Being abandoned sucks. Nobody enjoys a break up. What’s even worse is that you’ll be tempted to text your ex non-stop after a breakup, thinking he’ll forget you, date another girl or something.

I’m here to tell you: don’t give in to that temptation! It will drive him away if he starts texting you a lot. So here’s a 3-step plan that you should use instead.

1. Do not initiate contact.

You’ve heard it, you’ve seen it, you’ve smelled it. And it smells bad! But the truth is that you don’t need to have contact with him for a while after the breakup.

This is why:

1. No contact allows you to heal.
2. Allows you to rest emotionally.
3. It allows you to see things from a new perspective.
4. NC allows you to control your emotions.
5. NC also allows your ex to control their emotions.

How long you decide to go to NC depends on your own personal preferences. Generally, 3-4 weeks is recommended. That’s the perfect amount of time to get some distance from your ex and also recover from fights and arguments.

2. Breaks without contact.

After those 3-4 weeks have passed, you cannot break contact with your ex. In fact, he might not break contact with you.

If they contact you about something seemingly insignificant, like retrieving a CD from your apartment, they’re probably looking for an excuse to see you. So what you need to do in that initial contact is to stay calm.

Don’t let yourself worry about a single visit with them. Instead, see it as an opportunity for your ex to see the “new you”: the person you’ve become after your time in North Carolina.

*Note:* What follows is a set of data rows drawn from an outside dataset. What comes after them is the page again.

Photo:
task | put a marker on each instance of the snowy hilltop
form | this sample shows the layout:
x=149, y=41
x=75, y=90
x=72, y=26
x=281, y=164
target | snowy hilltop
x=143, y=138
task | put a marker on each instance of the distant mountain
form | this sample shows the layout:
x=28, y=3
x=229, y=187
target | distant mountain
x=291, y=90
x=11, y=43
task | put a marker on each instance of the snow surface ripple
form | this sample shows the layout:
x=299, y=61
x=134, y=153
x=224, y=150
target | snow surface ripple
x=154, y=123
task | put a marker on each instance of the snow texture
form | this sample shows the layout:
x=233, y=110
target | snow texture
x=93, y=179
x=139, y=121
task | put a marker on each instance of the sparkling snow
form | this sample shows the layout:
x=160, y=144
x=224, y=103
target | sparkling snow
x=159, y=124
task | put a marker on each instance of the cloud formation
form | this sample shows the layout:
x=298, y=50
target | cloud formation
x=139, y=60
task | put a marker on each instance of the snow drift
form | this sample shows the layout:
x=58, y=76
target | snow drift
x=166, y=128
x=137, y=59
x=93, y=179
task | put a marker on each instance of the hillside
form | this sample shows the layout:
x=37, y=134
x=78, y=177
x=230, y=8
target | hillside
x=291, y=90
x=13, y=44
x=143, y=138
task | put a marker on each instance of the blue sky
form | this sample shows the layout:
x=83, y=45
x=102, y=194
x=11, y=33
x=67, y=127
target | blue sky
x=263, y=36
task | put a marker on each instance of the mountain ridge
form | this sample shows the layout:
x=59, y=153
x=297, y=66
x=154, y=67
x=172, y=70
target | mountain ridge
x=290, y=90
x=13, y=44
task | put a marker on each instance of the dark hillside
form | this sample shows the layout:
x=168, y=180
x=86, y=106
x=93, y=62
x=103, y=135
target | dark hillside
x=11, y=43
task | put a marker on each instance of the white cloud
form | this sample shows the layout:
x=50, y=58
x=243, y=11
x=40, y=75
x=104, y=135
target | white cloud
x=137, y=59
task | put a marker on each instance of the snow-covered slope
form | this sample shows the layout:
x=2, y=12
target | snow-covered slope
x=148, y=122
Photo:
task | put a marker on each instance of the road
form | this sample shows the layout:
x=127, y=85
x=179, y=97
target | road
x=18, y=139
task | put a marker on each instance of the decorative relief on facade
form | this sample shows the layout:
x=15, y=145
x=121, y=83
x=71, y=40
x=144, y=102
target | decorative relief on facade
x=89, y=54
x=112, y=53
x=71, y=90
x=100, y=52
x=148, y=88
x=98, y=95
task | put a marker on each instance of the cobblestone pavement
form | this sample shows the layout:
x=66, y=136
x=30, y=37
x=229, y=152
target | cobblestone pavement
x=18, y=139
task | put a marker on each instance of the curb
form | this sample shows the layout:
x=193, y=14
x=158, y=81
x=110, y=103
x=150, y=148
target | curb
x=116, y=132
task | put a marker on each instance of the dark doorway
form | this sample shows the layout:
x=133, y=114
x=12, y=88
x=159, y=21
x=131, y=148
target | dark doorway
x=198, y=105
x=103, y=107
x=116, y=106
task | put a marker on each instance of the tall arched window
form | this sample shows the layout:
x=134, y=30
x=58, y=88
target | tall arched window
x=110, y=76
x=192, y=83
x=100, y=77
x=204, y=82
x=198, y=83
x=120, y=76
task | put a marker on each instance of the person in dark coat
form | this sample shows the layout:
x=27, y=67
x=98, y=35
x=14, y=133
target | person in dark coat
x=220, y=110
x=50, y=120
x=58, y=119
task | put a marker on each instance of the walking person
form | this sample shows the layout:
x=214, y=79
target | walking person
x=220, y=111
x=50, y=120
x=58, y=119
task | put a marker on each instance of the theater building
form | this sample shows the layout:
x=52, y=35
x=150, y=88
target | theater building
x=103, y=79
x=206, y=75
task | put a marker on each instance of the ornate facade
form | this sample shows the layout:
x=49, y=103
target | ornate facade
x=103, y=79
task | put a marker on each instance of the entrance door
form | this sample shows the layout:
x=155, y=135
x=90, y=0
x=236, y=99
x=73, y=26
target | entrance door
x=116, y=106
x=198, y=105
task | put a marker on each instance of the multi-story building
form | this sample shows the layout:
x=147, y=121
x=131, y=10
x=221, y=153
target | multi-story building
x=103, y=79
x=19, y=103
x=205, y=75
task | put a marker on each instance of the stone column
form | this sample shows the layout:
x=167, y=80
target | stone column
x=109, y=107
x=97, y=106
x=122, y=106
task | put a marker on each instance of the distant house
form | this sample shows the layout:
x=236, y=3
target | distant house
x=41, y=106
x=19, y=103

(By the way, during NC, you should have fun with friends, pursue your own hobbies, and basically have a good time in life. You should have forgotten about your ex for a while.)

3. Follow up after seeing your ex again.

So you haven’t broken off contact and your ex is talking to you again. Things are good, but not great… What do you do now?

Suggest a chance meeting with your ex.

Text your ex after they’ve stopped contacting you and say something like, “Hey, I hope you’re okay. I’ll be at (the coffee shop, local hangout, etc.) at 5:00 pm on Sunday. If you’re free, see you.”

Try to make it a gentle suggestion like this instead of a question. Questions open the door to rejection. It’s easier to just say, “I’ll be at this location on this date and time, so meet me if you’re free.” Frame your initial “date” with the ex in such a way that he doesn’t feel pressured to meet with you, but is free to if he wants to.